Di sisi lain, renaissance tidak hanya membawa “aufklarung” (pencerahan, bhs. Jerman) bagi
masyarakat Eropa, tetapi juga mengilhami banyak orang—terutama pemikir—untuk melakukan
revolusi (perubahan) tatanan masyarakat, terutama pemerintahan.
Revolusi yang melanda hampir seantero Eropa tersebut sebenarnya merupakan reaksi atas
absolutisme raja-raja Eropa pada masa itu. Absolutisme raja-raja Eropa tersebut sedikit-banyak
dipengaruhi oleh Machiavellisme, yakni sebuah isme tentang mutlaknya kekuasaan raja yang
dicetuskan oleh Niccolo Machiavelli. Dalam bukunya yang berjudul Il Principe (artinya: Sang Raja),
Machiavelli menyatakan, kekuasaan raja bersifat mutlak dan tak terbatas atas suatu negara, sehingga
raja berhak atas segala sesuatu yang ada di dalam negara, termasuk harta pribadi rakyat, dan bahkan
rakyat itu sendiri.
Jelas, absolutisme raja-raja Eropa tersebut menyakiti hati rakyat. Timbunan kekecewaan rakyat Eropa
atas absolutisme raja dari hari ke hari tak ubahnya seperti bom waktu yang hanya menunggu detikdetik ledakan. Beberapa pemikir tampil menentang kesewenang-wenangan itu. Salah satunya,
seorang filsuf dari Inggris yang bernama John Locke (1632-1704), yang menyatakan, seharusnya
negara tidak diatur oleh absolutisme raja, tetapi oleh konsitusi (undang-undang). Locke juga
menyatakan, negara harus mengakui hak-hak manusia yang dimiliki sejak lahir, seperti hak merdeka,
hak untuk hidup, hak untuk memilih, dan hak untuk memiliki sesuatu.
Pikiran Locke yang jelas-jelas menghantam machiavellisme itu telah memancing pikiran-pikiran kritis
lainnya. Seorang di antaranya adalah Montesqiueu, pemikir Prancis yang menolak pemusatan

kekuasaan negara yang hanya bertumpu kepada seorang raja. Menurut Montesqiueu, kekuasaan
negara harus dibagi jadi tiga, yakni kekuasaan legislatif (kekuasaan untuk membuat UU), kekuasaan
eksekutif (kekuasaan unuk melaksanakan UU), dan kekuasaan yudikatif (kekuasaan untuk mengadili
setiap pelanggaran UU). Pokok pikiran Montesqiueu ini dikenal sebagai Trias Politica.
Kritik dari Perancis terhadap absolutisme raja, tidak hanya disuarakan Montesqiueu.
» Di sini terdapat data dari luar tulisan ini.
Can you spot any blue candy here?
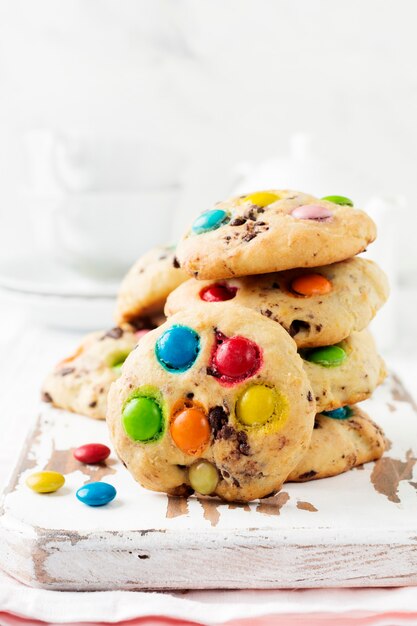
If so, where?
[322,406,352,420]
[155,325,200,372]
[192,209,229,235]
[76,482,116,506]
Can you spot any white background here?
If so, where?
[0,0,417,272]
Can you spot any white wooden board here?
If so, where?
[0,377,417,590]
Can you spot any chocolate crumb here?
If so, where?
[299,470,317,480]
[208,406,229,439]
[237,430,250,456]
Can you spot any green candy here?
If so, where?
[322,196,353,206]
[122,396,162,441]
[304,346,347,367]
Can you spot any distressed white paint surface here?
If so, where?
[0,372,417,589]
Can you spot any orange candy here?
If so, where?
[291,274,332,296]
[171,407,210,455]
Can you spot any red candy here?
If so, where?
[200,283,237,302]
[212,336,261,382]
[73,443,111,465]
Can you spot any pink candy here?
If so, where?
[291,204,333,222]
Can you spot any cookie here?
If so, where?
[115,246,188,327]
[300,330,386,412]
[176,190,376,280]
[165,257,388,348]
[107,305,316,501]
[287,406,385,482]
[42,324,142,419]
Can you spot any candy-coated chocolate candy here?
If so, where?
[236,385,276,426]
[322,406,353,420]
[291,204,333,222]
[73,443,110,465]
[322,196,353,206]
[26,471,65,493]
[122,396,162,441]
[155,325,200,372]
[75,482,117,506]
[305,346,347,367]
[188,459,219,496]
[192,209,229,235]
[291,274,332,296]
[200,283,237,302]
[170,407,211,454]
[242,191,280,207]
[213,336,261,381]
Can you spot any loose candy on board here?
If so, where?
[76,482,117,506]
[322,406,353,420]
[122,392,163,442]
[322,196,353,206]
[191,209,229,235]
[291,274,332,296]
[291,204,333,222]
[188,459,219,496]
[155,325,200,373]
[73,443,110,465]
[304,346,347,367]
[26,470,65,493]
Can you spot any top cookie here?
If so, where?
[176,189,376,279]
[115,246,188,328]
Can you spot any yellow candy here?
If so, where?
[188,459,219,496]
[26,472,65,493]
[242,191,280,207]
[236,385,287,426]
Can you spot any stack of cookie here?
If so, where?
[44,190,388,501]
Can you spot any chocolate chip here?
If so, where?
[208,406,229,439]
[298,470,317,480]
[237,430,250,456]
[101,326,124,339]
[58,367,75,376]
[229,217,246,226]
[288,320,310,337]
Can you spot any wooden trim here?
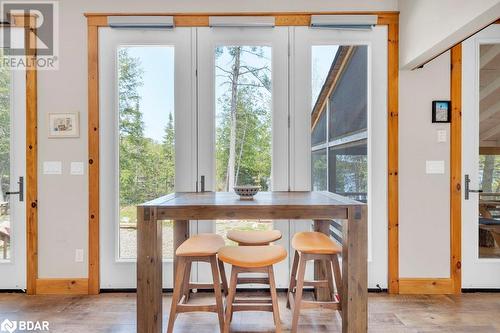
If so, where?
[450,44,462,294]
[84,11,399,27]
[25,17,38,295]
[88,25,100,295]
[36,278,88,295]
[387,19,399,294]
[399,278,454,295]
[479,147,500,155]
[411,19,500,70]
[85,11,399,294]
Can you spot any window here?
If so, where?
[311,45,368,202]
[117,46,175,259]
[0,55,12,261]
[215,45,273,241]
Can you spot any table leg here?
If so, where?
[313,220,331,302]
[137,207,162,333]
[341,206,368,333]
[172,220,189,288]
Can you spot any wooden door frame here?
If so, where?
[85,11,399,294]
[6,15,38,295]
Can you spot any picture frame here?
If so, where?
[48,112,80,138]
[432,101,451,123]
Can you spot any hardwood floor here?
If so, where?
[0,293,500,333]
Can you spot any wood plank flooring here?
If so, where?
[0,293,500,333]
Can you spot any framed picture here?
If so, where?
[432,101,451,123]
[49,112,80,138]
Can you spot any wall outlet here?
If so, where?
[437,129,448,143]
[70,162,83,176]
[75,249,83,262]
[43,161,62,175]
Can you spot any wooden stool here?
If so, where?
[219,245,287,333]
[167,234,228,333]
[226,230,281,246]
[286,232,342,332]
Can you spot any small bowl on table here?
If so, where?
[233,185,260,200]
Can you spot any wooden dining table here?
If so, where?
[137,192,368,333]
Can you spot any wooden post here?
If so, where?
[137,206,162,333]
[172,220,189,288]
[341,206,368,333]
[314,220,331,302]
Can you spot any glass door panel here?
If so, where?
[197,28,289,286]
[462,24,500,288]
[0,38,26,289]
[99,28,196,288]
[215,45,273,243]
[290,27,387,288]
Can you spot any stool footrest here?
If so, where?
[189,283,214,289]
[177,304,217,312]
[237,277,269,285]
[233,297,272,304]
[304,280,328,288]
[233,304,273,312]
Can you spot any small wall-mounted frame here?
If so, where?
[48,112,80,138]
[432,101,451,123]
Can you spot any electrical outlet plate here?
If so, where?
[75,249,83,262]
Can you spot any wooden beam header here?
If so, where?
[84,11,399,27]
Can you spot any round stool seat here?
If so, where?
[175,234,225,257]
[227,230,281,245]
[292,231,342,254]
[219,245,287,268]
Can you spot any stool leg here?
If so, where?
[323,258,335,301]
[181,262,192,303]
[223,266,238,333]
[268,266,281,333]
[286,251,299,309]
[167,257,187,333]
[292,254,306,333]
[332,254,343,309]
[217,259,229,297]
[210,256,224,333]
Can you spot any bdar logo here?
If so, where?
[0,319,17,333]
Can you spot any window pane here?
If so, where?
[311,149,328,191]
[311,112,326,146]
[0,54,10,260]
[215,46,272,241]
[328,142,368,202]
[329,46,368,140]
[117,46,175,259]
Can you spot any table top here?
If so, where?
[141,191,364,207]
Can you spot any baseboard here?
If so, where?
[36,278,89,295]
[399,278,455,295]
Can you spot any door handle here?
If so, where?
[464,175,483,200]
[5,177,24,202]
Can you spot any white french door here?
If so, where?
[462,24,500,288]
[290,26,387,288]
[0,41,26,289]
[99,28,196,288]
[99,27,387,288]
[197,27,290,287]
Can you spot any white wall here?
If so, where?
[399,0,500,69]
[399,52,450,278]
[38,0,397,278]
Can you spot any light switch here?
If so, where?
[43,161,62,175]
[437,130,447,142]
[70,162,83,176]
[425,161,444,175]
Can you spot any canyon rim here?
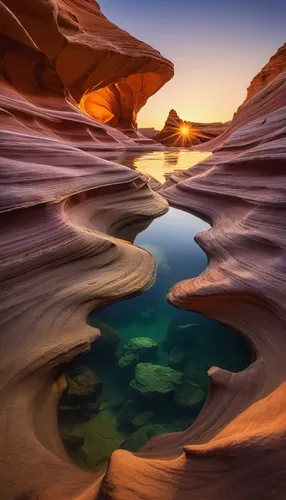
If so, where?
[0,0,286,500]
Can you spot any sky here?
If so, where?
[99,0,286,129]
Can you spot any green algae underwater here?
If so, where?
[58,208,253,469]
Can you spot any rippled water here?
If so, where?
[97,149,211,183]
[59,208,251,468]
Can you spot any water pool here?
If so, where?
[59,208,252,468]
[96,148,211,183]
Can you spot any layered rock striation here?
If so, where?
[0,0,170,500]
[0,0,286,500]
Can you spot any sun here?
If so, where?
[180,125,190,135]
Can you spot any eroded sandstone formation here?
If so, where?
[246,43,286,100]
[0,0,170,500]
[153,109,227,147]
[0,0,286,500]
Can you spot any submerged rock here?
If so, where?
[168,347,190,370]
[80,410,126,468]
[174,380,206,411]
[118,337,157,368]
[132,411,154,427]
[66,365,103,402]
[116,399,140,427]
[130,363,183,398]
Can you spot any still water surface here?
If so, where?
[96,149,211,183]
[59,202,251,468]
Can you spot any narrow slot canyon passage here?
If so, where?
[59,208,252,469]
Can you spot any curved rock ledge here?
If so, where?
[0,0,286,500]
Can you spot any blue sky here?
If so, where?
[99,0,286,128]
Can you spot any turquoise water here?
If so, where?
[59,208,251,468]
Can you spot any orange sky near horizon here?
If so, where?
[99,0,286,129]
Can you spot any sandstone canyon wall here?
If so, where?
[0,0,286,500]
[0,0,170,500]
[153,109,227,147]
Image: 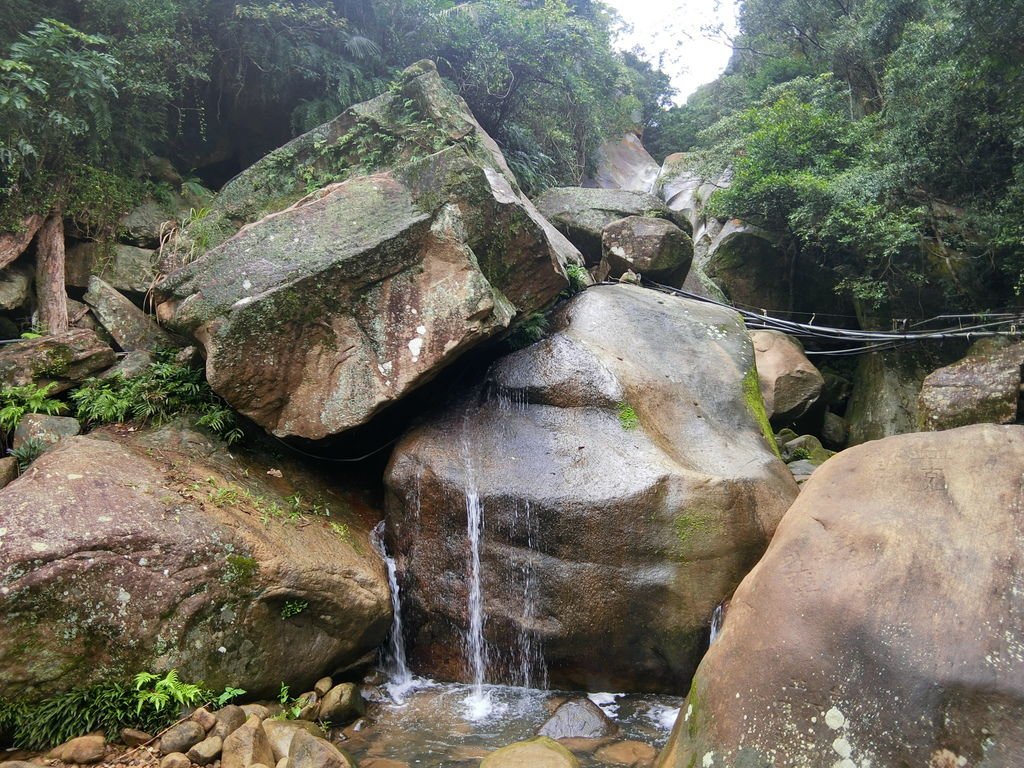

Seorang pemikir
Prancis lainnya, Jacques Rousseau dalam bukunya yang berjudul Du Countract Social (artinya:
Perjanjian Masyarakat) menyatakan, sesungguhnya sejak lahir semua manusia merdeka dan setara.
Tak hanya menentang absolutisme raja, Rousseau juga menyatakan, membela hak dan kepentingan
rakyat merupakan tindakan yang sangat suci.
Kritik terhadap absolutisme raja yang diusung pemikir-pemikir masa itu telah menginspirasi banyak
orang untuk mengorganisir dan memobilisasi diri guna melakukan perlawanan fisik. Perlawanan yang
fenomenal terjadi di Prancis. Pada tanggal 14 Juli 1789, Penjara Bastile yang jadi lambang
absolutisme Raja Prancis diserbu rakyat.
Penyerbuan ini mengakibatkan kekuasaan Prancis beralih kepada pemerintahan sementara yang
disebut Pemerintahan Revolusi. Segera setelah itu, Pemerintahan Revolusi menghapus hak-hak
istimewa yang dimiliki raja, bangsawan dan pendeta. Tak cukup di situ, Pemerintahan Revolusi juga
membentuk Pasukan Keamanan Nasional dan Majelis Konstituante (Dewan Rakyat).
Selain memutuskan pelenyapan gelar kebangsawanan, Pemerintahan Revolusi juga mengumumkan
pengakuan dan penghormatan hak-hak manusia dan warga negara. Pengakuan tersebut dicatat
sejarah sebagai salah satu piagam hak asasi manusia.
Pesatnya perkembangan ilmu pengetahuan sejak masa renaissance, dan lunturnya absolutisme raja
sejak Revolusi Prancis telah memperluas ruang aktualisasi personal rakyat Eropa pada umumnya.
Aktualisasi personal di bidang ilmu pengetahuan telah memicu para cendikiawan pada masa itu
untuk melakukan penelitian-penelitian. Sedangkan aktualisasi di bidang ekonomi telah mendorong
rakyat Eropa—terutama yang bermodal besar—untuk berwiraswasta dalam skala besar.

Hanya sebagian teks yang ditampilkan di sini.